Much of this independent work would be in danger of vanishing, Hoffman says, if not for Media Burn - a project to share the city’s most valuable independent films for free online. Hoffman sees Media Burn’s archive, which boasts hours of footage with city luminaries and everyday citizens - among them the legendary author and radio broadcaster Studs Terkel - to be a resource to students and researchers studying Chicago’s intricate cultural and political history.

Results of Media Burn’s six-year online archiving project will be shared with the University on May 6 at 7:00 p.m. in the Film Studies Center in a presentation called Representing Chicago: Experimental Video and Television at the Media Burn Archive. In addition to screening videos from the collection, the presentation will walk viewers through the Media Burn digital archive and discuss the particular role media plays in making Chicago’s people, politics, and culture accessible.

“The type of work you find in this archive doesn’t exist anywhere else—it’s totally unique. This is because it was done on a medium that was very looked down upon,” says Hoffman, who is using the archive to teach a spring course on Chicago’s film history.

Sara Chapman (AB 04), Executive Director of Media Burn Digital Archive, echoes this sentiment: “The type of work that came out of this movement is not easy to categorize. It does not at all resemble the feature-length documentary movies that are distributed in movie theaters, featuring voiceovers and archival photos or anything like that. The work is often very personal, and it is usually made by a small group of people, maybe a single individual or maybe a handful of people.”

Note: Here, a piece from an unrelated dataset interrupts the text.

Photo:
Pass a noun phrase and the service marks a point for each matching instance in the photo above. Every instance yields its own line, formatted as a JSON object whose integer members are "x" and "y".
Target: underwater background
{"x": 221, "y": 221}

But the material is extensive: Famed Alderman Vito Marzullo; former owner of the White Sox Bill Veeck; eight of the working-class men and women interviewed for Studs Terkel’s book Working.

And then there is Studs Terkel himself, who donated his own collection to Media Burn. Hoffman and her collaborator Tom Weinberg, Media Burn’s president and founder, shot him after their final Working portrait was finished. Hoffman describes the experience of working with Terkel as “tremendous,” as he flowed easily between the roles of mentor and subject.

“He respected people, and was thoroughly passionate about social justice.” Pair that independent spirit with a revolutionary new form of videography, she says, and: “There were no rules. We were about making [our own] rules, and making change.”

That particular film made it onto PBS. But Hoffman insists that what remains of the footage she and other independent filmmakers shot throughout the 1970s would not be available without Media Burn’s extensive efforts to digitize and share the work.

According to Chapman, the archive houses over 6,000 videotapes in total, and spans 40 years of video work from all over the world, including footage of the U.S. invasion of Panama and illegal art collectives in Moscow, Russia.

“Over one-third of the collection has a direct connection to Chicago, whether documenting the early video movement here, the arts, politics, or daily life,” she adds. “Nowhere else can students find these kinds of portraits of our city and its people, politics, and neighborhoods.”